Quarante-neuf heures écoulées, avril 2023, Résidence d'Elaïa et Roxanne, Nice.

Le plus exaltant lors d'une chasse c'est l'instant où dans les yeux de la proie on découvre sa résignation. Celle qui dit tu as gagné, je me soumets.

Le plus excitant dans un dilemme, c'est le moment où la proie réalise que peu importe son choix, la conséquence ne sera satisfaisante que pour le chasseur.

Ce soir, le plus vivifiant est de leur prendre à tous leur certitude. Celle qui dit, tu ne nous auras pas, nous sommes plus intelligents.

Si j'admets que ma petite souris a de la ressource, elle commet des erreurs qui la rendent faible. Terriblement vulnérable. Je ne saurais décrire avec précision l'exultation qui s'est diffusée sous ma chair quand elle s'est enfin décidée à jouer.

Alors que je me perds dans mon excitation, la porte principale de la résidence s'ouvre. Adossé contre un poteau à quelques mètres d'elle, un rictus s'allume au coin de ma bouche.

—    Un, deux, trois, murmuré-je, rieur, nous irons au bois.

Je tire sur le filtre de ma clope et laisse le nuage s'échapper dans les airs.

—    Quatre, cinq, six, cueillir des proies.

Si la rime laisse à désirer, je ne suis pas poète, je suis chasseur. Et tel le petit chaperon rouge, Roxanne Mesnil n'a aucune conscience du loup qui rôde non loin d'elle. Ses yeux se rivent sur son portable, ses doigts assurément experts, tapotent sur l'écran.

—    Vas-y ma douce poupée, préviens-les, préviens-les tous, siffloté-je à faible voix.

Le tic-tac de ma montre fait palpiter mon cœur, c'est bientôt l'heure. C'est le moment d'entrée en scène, elle sera théâtrale. Je me délecterai de leur rage et aspirerai leur faiblesse. Bientôt, je prendrai tout et ils ploieront le genou. Il le ploiera et recommencera enfin à jouer avec moi.

N'est-il pas plaisant de les observer se pavaner, nous attendre tels de beaux princes charmants qui offriront à leur corps tout ce qu'elles veulent et bien plus encore.

Lorsqu'elle relève la tête, les sourcils froncés, mon sourire s'élargit. Ils ne viendront pas, petite poupée. Elle compose un numéro et calle le téléphone contre son oreille.

—    Sonne, sonne, petit téléphone, personne ne te répondra, ris-je.

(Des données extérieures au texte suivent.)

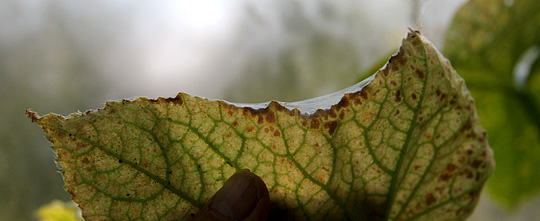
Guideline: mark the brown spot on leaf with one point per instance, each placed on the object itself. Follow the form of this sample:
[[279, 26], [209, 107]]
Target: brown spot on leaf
[[450, 167], [419, 74], [363, 94], [398, 96], [430, 199], [315, 123], [343, 103], [476, 163], [445, 177], [270, 117], [384, 72], [331, 127], [176, 100]]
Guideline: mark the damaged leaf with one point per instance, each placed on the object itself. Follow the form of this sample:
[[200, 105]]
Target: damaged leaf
[[403, 144]]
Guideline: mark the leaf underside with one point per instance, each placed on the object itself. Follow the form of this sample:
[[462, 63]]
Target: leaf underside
[[406, 145], [485, 43]]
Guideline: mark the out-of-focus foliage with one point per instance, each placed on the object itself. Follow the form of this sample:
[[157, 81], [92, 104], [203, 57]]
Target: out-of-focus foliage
[[404, 145], [486, 44], [310, 49], [59, 211]]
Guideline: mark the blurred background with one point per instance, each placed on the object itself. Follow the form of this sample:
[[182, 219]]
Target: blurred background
[[65, 56]]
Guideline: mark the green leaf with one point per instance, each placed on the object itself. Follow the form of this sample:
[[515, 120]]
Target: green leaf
[[486, 43], [403, 144]]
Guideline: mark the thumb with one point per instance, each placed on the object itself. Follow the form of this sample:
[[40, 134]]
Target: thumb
[[243, 197]]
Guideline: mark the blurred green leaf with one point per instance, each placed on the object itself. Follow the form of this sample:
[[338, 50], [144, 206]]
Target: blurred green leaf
[[485, 43]]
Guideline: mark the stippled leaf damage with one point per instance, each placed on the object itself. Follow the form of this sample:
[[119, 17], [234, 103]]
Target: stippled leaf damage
[[404, 144]]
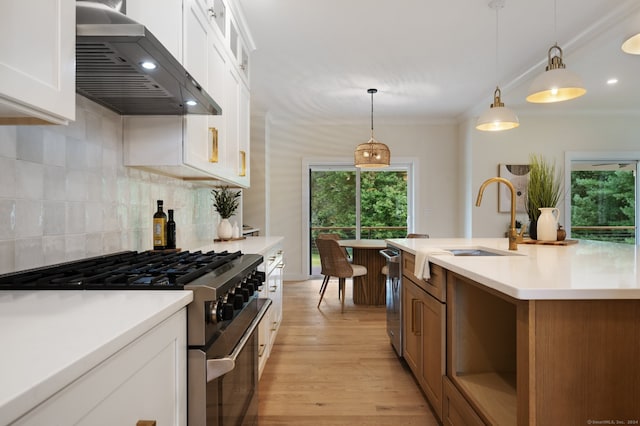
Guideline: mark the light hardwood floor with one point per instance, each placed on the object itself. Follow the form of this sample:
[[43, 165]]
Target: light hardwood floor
[[328, 368]]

Elle tente une seconde fois, en vain. Je retire le tabac de ma clope et garde le filtre dans l'une de mes poches de blouson. Lorsque son soupir traverse la barrière de ses lèvres, j'enfonce mes mains dans mes poches et dans une petite poussée d'épaule je me redresse. D'un pas traînant bien qu'impatient, le sourire aux lèvres, j'avance et réduis la distance entre nous. La sonnerie de son téléphone résonne dans les airs, ses yeux envisagent de lire la notification quand ma voix l'interpelle.

—    Bonsoir, mademoiselle Mesnil. Votre chauffeur est arrivé, raillé-je.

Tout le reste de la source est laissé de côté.